Penulis menyadari sepenuhnya bahwa penyusunan makalah ini tidak akan terwujud tanpa adanya bantuan dan dukungan dari berbagai pihak. Oleh karena itu, penulis ingin menyampaikan rasa terima kasih yang tak terhingga kepada :
1. Drs. Moch. Khasairi M.Pd selaku ketua Jurusan Sastra Arab.
2. Bapak Sunoto M.Pd selaku dosen pembimbing mata kuliah Bahasa Indonesia Keilmuan yang telah memberikan bimbingan kepada penulis.
3. Orang Tua penulis yang telah memberikan bantuan baik secara moril maupun materil.
4. Teman-teman penulis yang telah membantu dalam proses penyelesaian makalah ini.
Penulis menyadari banyaknya kekurangan dalam makalah ini. Oleh sebab itu, penulis mengharapkan kritik dan saran yang membangun dari semua pihak. Akhir kata, penulis berharap semoga makalah ini dapat bermanfaat bagi pihak-pihak yang membutuhkannya.
Malang, 07 Desember 2009
Penulis
BAB I
PENDAHULUAN
1.1 Latar Belakang
Anak adalah amanat yang dititipkan Tuhan kepada orang tua. Nabi mengatakan bahwa anak itu kelak akan menjadi Yahudi atau Nasrani itupun karena faktor dari orang tua. Hal ini dikatakan semata-mata karena pentingnya peran orang tua terhadap pribadi anak pada akhirnya. Dikatakan bahwa anak adalah kertas putih dan tinta-tinta yang menorehkan didalamnya adalah lingkungan sekitarnya. Oleh karena itu sangat penting bagi orang tua untuk memilihkan metode, terutama media dalam keikut sertaan mereka dalam membentuk suatu kepribadian seorang anak (Sa’id:2007)

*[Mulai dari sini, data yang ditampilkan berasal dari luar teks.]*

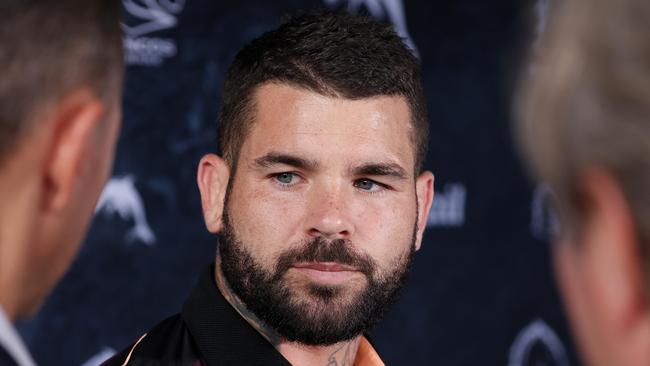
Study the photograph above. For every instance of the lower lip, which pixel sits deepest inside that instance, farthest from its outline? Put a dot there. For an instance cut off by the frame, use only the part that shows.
(327, 277)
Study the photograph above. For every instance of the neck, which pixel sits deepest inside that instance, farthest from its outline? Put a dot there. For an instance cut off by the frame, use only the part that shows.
(18, 202)
(339, 354)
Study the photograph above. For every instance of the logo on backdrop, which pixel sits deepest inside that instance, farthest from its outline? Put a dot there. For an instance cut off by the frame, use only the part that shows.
(448, 207)
(121, 197)
(540, 15)
(392, 10)
(544, 224)
(537, 344)
(99, 358)
(150, 16)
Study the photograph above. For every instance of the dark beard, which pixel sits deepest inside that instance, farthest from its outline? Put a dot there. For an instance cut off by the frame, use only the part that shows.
(327, 317)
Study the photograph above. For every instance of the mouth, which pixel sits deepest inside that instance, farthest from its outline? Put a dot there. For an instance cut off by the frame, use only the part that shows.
(327, 273)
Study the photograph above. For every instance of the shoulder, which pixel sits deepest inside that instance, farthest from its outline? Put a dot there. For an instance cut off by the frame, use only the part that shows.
(168, 343)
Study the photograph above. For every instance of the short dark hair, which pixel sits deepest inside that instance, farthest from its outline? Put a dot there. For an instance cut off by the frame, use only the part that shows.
(330, 53)
(49, 48)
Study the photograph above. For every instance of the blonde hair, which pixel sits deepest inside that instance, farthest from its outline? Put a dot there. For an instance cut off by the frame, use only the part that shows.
(587, 104)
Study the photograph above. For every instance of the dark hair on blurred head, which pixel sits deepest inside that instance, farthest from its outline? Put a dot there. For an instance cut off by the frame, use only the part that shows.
(331, 53)
(50, 48)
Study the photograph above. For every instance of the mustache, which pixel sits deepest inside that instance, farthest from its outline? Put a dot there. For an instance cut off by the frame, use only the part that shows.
(321, 250)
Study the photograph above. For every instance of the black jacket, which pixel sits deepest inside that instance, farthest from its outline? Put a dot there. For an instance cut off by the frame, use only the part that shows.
(208, 332)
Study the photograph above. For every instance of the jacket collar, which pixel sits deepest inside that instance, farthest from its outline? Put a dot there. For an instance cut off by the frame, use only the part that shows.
(222, 335)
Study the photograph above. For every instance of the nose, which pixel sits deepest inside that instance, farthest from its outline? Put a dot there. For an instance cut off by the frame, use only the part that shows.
(329, 214)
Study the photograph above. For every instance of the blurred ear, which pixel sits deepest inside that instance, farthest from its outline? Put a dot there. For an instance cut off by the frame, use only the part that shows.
(73, 121)
(424, 192)
(212, 177)
(611, 259)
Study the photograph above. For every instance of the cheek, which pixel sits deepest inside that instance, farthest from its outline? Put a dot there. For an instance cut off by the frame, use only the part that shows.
(266, 223)
(385, 229)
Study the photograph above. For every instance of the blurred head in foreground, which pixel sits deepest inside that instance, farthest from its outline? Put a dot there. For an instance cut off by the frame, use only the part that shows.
(584, 125)
(60, 96)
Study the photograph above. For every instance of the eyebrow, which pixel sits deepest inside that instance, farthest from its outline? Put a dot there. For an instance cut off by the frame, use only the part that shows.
(381, 169)
(274, 158)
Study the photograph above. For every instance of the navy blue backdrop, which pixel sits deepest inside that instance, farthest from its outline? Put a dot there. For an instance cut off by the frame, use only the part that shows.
(481, 292)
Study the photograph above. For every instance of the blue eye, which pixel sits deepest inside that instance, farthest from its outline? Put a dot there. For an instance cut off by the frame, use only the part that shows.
(366, 185)
(285, 178)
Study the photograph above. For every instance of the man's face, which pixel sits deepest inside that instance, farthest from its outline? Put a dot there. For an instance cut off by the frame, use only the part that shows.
(320, 222)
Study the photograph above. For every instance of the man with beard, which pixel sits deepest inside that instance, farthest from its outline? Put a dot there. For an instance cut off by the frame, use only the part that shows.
(586, 130)
(318, 199)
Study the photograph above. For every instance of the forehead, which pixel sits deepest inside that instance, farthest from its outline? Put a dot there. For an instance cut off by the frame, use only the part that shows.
(294, 120)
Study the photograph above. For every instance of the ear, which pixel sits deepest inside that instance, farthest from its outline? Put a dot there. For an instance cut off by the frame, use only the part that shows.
(212, 177)
(73, 120)
(611, 257)
(424, 193)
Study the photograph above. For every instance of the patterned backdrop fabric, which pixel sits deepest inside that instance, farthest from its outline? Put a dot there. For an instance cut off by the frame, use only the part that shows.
(481, 291)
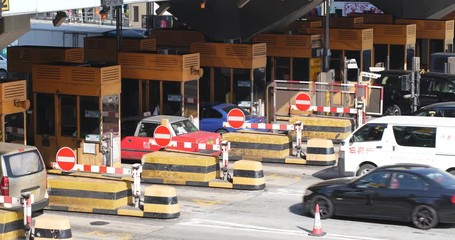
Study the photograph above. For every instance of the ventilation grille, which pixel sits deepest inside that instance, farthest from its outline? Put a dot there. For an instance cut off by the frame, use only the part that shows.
(14, 90)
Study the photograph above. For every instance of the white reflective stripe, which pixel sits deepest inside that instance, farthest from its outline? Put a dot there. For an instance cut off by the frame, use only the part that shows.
(202, 146)
(303, 102)
(162, 136)
(65, 159)
(236, 118)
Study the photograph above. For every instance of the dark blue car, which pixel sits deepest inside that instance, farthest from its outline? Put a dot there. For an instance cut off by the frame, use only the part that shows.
(213, 115)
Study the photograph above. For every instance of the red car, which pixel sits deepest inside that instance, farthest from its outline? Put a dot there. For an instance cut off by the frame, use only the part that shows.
(137, 134)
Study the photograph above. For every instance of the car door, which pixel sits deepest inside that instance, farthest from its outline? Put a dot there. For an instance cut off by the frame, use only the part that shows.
(396, 201)
(357, 200)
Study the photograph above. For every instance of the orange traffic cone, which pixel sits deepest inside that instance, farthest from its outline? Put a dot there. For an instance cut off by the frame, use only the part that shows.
(317, 228)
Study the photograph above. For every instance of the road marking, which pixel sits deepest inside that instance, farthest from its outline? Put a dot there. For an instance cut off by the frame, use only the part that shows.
(236, 226)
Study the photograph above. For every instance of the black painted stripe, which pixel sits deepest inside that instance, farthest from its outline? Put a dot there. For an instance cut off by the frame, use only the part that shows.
(321, 163)
(160, 200)
(310, 128)
(179, 168)
(249, 187)
(318, 150)
(53, 233)
(261, 146)
(11, 226)
(274, 160)
(89, 194)
(248, 173)
(161, 215)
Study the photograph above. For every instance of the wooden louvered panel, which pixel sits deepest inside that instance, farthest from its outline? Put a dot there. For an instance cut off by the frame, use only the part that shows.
(21, 58)
(75, 80)
(431, 29)
(14, 90)
(164, 67)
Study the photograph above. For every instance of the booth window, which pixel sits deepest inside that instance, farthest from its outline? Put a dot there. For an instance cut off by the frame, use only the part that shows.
(90, 115)
(45, 114)
(68, 116)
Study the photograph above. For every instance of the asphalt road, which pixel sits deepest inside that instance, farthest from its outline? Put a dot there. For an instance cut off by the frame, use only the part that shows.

Adalah sastra anak, sebuah media yang diakui oleh ‘dunia’ sebagai media komunikasi, medium yang sangat berpengaruh untuk membina anak-anak (Sugihastuti:2001). Tetapi hal ini tampaknya belum sepenuhnya dipahami oleh para orang tua di negara ini. Membaca bukanlah hal yang lumrah untuk sebagian besar para orang tua. Sungguh sangat ironis jika bangsa yang besar menjadi bangsa yang kemampuan membacanya sangat rendah. Salah satu penelitian yang mengungkap lemahnya kemampuan siswa, dalam hal ini siswa kelas IV SD/MI, adalah penelitian Progress in International Reading Literacy Study (PIRLS), yaitu studi internasional dalam bidang membaca pada anak-anak di seluruh dunia yg disponsori oleh The International Association for the Evaluation Achievement. Hasil studi menunjukkan bahwa rata-rata anak Indonesia berada pada urutan keempat dari bawah dari 45 negara di dunia (Latief:2009). Padahal membaca adalah guru yang penting dan memiliki pengaruh yang besar terhadap pembentukan kepribadian anak.
Oleh karena itu, disusunlah makalah yang berjudul “Peran Sastra Anak Terhadap Pembentukan Karakter Anak” agar dapat diketahui betapa pentingnya hal ini bagi anak-anak dan masa depan mereka .
1.2 Rumusan Masalah
Berdasarkan latar belakang diatas, permasalahan yang akan dikaji dalam makalah ini adalah:
1. Apakah sastra anak itu?
2. Apakah kepribadian itu dan faktor apakah yang mempengaruhinya?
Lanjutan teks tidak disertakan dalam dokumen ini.